Equation (\ref{eq-4-pi}) shows that the forecast interval is wider when $x$ is far from $\bar{x}$. That is, we are more certain about our forecasts when considering values of the predictor variable close to its sample mean.

The estimated regression line in the Car data example is $$\hat{y}=12.53-0.22x.$$ For the Chevrolet Aveo (the first car in the list) $x_1$=25 mpg and $y_1=6.6$ tons of CO$_2$ per year. The model returns a fitted value of $\hat{y}_1$=7.00, i.e., $e_1=-0.4$. For a car with City driving fuel economy $x=30$ mpg, the average footprint forecasted is $\hat{y}=5.90$ tons of CO$_2$ per year.

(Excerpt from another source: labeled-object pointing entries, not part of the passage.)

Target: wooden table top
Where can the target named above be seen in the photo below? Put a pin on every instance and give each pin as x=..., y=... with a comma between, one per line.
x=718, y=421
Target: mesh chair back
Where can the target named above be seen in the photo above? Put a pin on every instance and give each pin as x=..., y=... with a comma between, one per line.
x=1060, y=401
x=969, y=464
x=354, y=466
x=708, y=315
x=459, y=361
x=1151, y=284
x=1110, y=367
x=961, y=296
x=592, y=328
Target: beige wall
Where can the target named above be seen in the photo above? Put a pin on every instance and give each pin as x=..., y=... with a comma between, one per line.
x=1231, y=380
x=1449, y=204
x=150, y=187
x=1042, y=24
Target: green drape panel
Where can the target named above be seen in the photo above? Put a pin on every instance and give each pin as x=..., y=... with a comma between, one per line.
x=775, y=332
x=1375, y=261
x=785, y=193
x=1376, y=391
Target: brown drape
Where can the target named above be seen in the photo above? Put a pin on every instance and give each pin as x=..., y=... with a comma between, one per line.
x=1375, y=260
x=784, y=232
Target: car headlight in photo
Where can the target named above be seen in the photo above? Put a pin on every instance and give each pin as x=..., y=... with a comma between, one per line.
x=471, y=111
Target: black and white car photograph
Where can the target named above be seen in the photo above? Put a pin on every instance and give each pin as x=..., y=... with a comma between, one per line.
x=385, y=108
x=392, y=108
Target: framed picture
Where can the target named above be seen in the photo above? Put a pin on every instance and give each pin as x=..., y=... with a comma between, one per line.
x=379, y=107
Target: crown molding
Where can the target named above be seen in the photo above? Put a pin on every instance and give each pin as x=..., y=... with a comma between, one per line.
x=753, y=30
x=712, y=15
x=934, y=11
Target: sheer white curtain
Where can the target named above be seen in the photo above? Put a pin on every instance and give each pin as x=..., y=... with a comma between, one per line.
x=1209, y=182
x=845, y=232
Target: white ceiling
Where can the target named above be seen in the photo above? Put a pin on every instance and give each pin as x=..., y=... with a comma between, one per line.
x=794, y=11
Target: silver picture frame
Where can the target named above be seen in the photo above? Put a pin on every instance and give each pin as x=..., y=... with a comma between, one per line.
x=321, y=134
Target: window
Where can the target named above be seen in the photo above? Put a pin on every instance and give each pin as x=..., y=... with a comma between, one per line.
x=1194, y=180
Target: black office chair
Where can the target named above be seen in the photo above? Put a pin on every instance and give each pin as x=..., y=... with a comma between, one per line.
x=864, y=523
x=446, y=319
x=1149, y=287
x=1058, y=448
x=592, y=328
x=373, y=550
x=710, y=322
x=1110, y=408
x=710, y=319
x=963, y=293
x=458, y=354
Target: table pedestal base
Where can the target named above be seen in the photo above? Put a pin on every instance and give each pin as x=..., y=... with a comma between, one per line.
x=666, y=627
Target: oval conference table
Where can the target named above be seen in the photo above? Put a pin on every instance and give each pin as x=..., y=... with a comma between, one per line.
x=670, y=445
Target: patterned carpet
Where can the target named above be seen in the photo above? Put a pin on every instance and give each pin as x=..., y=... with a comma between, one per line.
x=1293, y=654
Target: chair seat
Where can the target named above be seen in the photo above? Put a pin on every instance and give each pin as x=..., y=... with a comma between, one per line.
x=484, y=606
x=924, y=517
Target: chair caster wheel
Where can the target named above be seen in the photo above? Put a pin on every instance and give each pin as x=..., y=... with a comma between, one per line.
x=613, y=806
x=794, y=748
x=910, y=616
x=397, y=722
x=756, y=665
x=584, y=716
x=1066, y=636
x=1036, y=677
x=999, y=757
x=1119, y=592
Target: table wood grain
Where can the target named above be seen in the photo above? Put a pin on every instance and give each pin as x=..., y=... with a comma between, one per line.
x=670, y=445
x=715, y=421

The corresponding 95% and 80% forecast intervals are $\lbrack 4.95, 6.84 \rbrack$ and $\lbrack 5.28, 6.51 \rbrack$ respectively (calculated using R).

Figure 4.6: Forecast with 80% and 95% forecast intervals for a car with $x=30$ mpg in city driving.

R code
fitted(fit)[1]
fcast <- forecast(fit, newdata=data.frame(City=30))
plot(fcast, xlab="City (mpg)", ylab="Carbon footprint (tons per year)")
# The displayed graph uses jittering, while the code above does not.